'Dark stores'. Ultra-fast grocery delivery has entered a new phrase in to our vocabulary. These miniature warehouses have sprung up in cities across Europe since the start of the pandemic. They are occupied by workers known as 'pickers', who prepare groceries for the riders to deliver to homes. Due to the demands for speed in ultra-fast delivery, they are often located in dense residential neighbourhoods so as to be as close as possible to customers, and are increasingly replacing the cornershop, in what is a symbol of the economic changes which covid-19 has brought about.
Apart from the demise of the cornershop, what's the problem? The speed at which dark stores have grown has caught government off-guard, meaning it is an unregulated development. These workplaces are open until late at night and bring a crowd of riders with bikes and motorcycles with them going in and out and waiting for deliveries on the side-walk, as platforms refuse to spend cash on proper places for their riders to wait. They can be a noisy and obstructive presence in residential neighbourhoods which are used to peace and quiet.
Dark stores aren't great places to be for the 'pickers' who occupy them as well, and not just because of the low-pay. GEP spoke to Gorillas Workers' Collective rider Zeynep Karlıdağ last year about their wild cat strikes, and she told us that the conditions in the dark stores she operated out of were extremely poor.
"I don’t know the other companies warehouses but I can say for Gorillas that these warehouses are very small," she said. "We don’t have proper heaters in winter and during the summer we don’t have any proper air conditioner. They are small, with a lot of riders, pickers and warehouse managers inside, and we don’t fit. We have to wear these masks, and it is not easy to breath."
There are signs that dark stores are starting to attract the attention of lawmakers. In Amsterdam and Rotterdam, the local council has introduced a one-year freeze on any new dark stores, with four other Dutch cities looking to introduce restrictions on where dark stores can be established.
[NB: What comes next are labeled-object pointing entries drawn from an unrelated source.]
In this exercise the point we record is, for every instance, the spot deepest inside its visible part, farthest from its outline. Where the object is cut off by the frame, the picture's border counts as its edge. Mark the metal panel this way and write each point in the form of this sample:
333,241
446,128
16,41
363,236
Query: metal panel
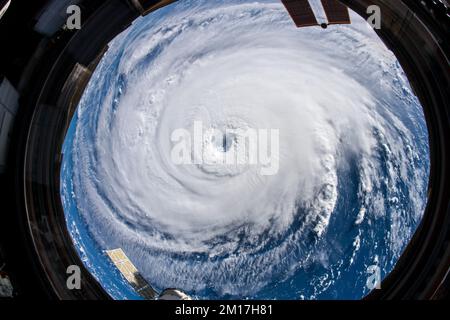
336,12
301,12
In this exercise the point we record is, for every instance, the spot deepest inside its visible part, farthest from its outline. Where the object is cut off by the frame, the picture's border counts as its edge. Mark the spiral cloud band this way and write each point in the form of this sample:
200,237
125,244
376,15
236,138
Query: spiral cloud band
350,172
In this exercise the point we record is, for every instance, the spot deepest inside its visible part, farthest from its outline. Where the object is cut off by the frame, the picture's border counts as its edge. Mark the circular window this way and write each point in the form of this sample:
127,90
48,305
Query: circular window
231,155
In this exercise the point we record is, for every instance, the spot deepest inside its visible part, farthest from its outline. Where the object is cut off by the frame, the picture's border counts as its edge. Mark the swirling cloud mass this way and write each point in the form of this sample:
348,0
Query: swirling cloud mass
353,154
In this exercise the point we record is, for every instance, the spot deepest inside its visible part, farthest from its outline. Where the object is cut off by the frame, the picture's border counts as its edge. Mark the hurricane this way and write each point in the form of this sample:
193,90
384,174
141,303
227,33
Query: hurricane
352,160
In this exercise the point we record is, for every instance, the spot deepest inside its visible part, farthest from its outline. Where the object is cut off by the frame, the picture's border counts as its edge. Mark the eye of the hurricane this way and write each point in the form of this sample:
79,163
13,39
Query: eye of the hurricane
220,150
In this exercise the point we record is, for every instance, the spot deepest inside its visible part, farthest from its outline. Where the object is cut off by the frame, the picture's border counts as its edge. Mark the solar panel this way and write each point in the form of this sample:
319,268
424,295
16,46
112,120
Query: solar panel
336,12
301,12
131,274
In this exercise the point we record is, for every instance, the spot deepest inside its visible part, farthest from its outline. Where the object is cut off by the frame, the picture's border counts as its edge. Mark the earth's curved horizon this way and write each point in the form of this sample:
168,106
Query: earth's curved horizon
353,156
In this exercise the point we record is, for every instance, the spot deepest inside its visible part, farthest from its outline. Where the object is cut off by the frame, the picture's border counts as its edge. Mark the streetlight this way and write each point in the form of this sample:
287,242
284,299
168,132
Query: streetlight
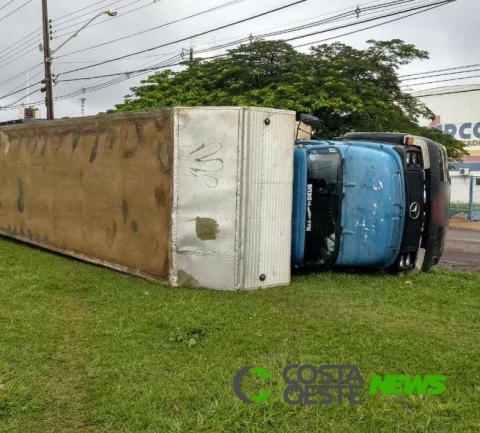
48,53
109,12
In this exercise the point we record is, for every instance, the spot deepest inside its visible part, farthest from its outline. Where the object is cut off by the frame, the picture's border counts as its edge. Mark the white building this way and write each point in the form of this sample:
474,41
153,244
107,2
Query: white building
457,110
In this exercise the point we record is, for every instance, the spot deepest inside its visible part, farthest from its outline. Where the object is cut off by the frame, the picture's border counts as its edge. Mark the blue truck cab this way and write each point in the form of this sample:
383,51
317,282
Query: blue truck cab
377,201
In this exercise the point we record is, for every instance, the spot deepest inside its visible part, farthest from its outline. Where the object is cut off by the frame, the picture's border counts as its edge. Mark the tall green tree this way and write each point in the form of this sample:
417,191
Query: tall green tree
347,88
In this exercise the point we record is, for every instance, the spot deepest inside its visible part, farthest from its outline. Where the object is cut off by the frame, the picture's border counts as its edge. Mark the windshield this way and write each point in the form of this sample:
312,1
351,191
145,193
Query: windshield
324,191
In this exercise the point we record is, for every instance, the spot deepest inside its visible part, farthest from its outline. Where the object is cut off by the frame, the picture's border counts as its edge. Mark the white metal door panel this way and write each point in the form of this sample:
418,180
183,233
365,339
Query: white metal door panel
209,143
269,195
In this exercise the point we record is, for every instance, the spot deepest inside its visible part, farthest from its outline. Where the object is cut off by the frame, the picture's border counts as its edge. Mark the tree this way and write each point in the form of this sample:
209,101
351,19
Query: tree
347,88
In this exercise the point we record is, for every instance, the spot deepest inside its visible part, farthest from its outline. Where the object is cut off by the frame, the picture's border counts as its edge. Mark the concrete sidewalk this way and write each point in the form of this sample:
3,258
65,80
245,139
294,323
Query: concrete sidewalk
464,225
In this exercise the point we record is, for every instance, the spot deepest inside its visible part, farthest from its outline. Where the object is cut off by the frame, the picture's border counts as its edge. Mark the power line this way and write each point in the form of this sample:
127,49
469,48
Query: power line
15,10
187,38
443,81
79,10
4,6
439,70
129,74
441,93
438,75
222,6
20,74
91,12
433,5
77,23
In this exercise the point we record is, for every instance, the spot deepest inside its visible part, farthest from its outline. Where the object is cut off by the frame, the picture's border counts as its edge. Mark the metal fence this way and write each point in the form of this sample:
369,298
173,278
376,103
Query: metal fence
465,197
That has brought about the ire of Berlin-based grocery delivery firm Flink, which said this week that they were "evaluating all options" in how to respond to this regulatory offensive "including legal action". They added that the Amsterdam and Rotterdam ban did not "meet the conditions of non-discrimination, necessity, and proportionality, in our opinion".
A new report by the Parisian Urban Planning Workshop has argued that the legality of the French capital's 60 dark stores is questionable. A "storage function" is "prohibited in residential buildings" and the "transformation into a warehouse of existing premises on the ground floor facing the street is prohibited", the report states, adding that the Parisian local authority is now much less likely to permit new dark stores from opening.
Urban planning regulators are finally catching up with ultra-fast grocery delivery, and it's unlikely that the latter will be the winner, at least not in the long-term. For the likes of Gorillas, Flink, Zapp and Getir, defeat will mean higher costs and slower delivery times.